[話題]企業財務研究会「経営者の報酬はどうあるべきか」

 昨日(4日)の午後は,金融庁金融研究センターおよび企画開示課が主催する企業財務研究会に出席しました。場所は金融庁15階。講師は,早稲田大学商学学術院教授の久保克行先生,演題は「経営者の報酬はどうあるべきか」というものです。
 講義の基礎となっているデータは,久保教授が,日本とアメリカの上場企業が開示している情報をもとに,不足部分を推計するなどの手法で集められた役員報酬額です。日本の社長の役員報酬は,中央値で約7,000万円(2007年)で,持株の価値は約5,000万円だが,株価下落の影響で価値は約1,000万円下落している,などのデータを知るだけでも興味深いものがありました。

 アメリカでは,かねてより,高過ぎる役員報酬が過度のリスクをとるインセンティブとして,単年度業績が強調され,長期的利益より短期的利益を追求することの弊害が言われてきましたが,一方,日本では,「成功しても報酬は増加しないが,大失敗をすると職を失う」という状況に経営者が置かれていることから,リスクを取らないことがROAの低さにつながっているということです。
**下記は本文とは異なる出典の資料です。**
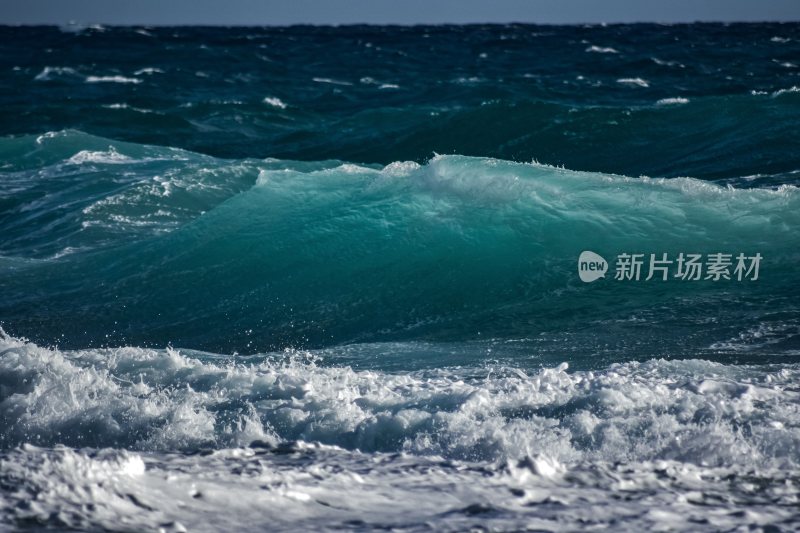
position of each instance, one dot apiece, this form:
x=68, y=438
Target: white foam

 面白い指摘はたくさんありましたが,たとえば,日本では,金融不祥事があった企業と,その他の企業で,経営者のインセンティブストックオプションに有意な差は観察されておらず,これは,日本の経営者の業績報酬連動度が小さいということと整合的であるが,アメリカでは,関係の有無について研究結果が分かれており,結論が出ていないということでしたが,この論点は,両国の報酬制度の相違が経営者を不正へと誘うインセンティブにどうつながるのか,気になるところです。

 久保教授の主張の骨子は,現在の日本の役員報酬制度は「リスクを取らないように経営するインセンティブを持つ」ことから,「経営者に企業価値を最大化するようなインセンティブを付与する」報酬制度への改革が必要であり,同時に,外部からのコントロールを可能とするため,役員報酬の適切な開示についても整備を図るべきである,というように理解しました。
 役員報酬をどこまで業績連動型にするのかは簡単に結論の出る問題ではないと思いますが,日本の場合,法人税法で「損金の額に算入できる役員報酬」について制限が設けられていることが,役員報酬制度の設計における自由度を狭めている側面もあろうかと思いました。

 約1時間30分の講義の後,会場からは活発な質問が出され,多様な質問者――大学生,弁護士,コンサルティング会社社員,銀行員,金融庁職員など――に驚きました。
 その中で,ある質問者の方が,
アメリカの経営者は社長になって金儲けをすることを目的としているが,日本の経営者の場合は,社長になるのが目的であって,金儲けのことはあまり考えていないのではないか。という趣旨の発言をされていて,これには,なるほどと頷いた次第です。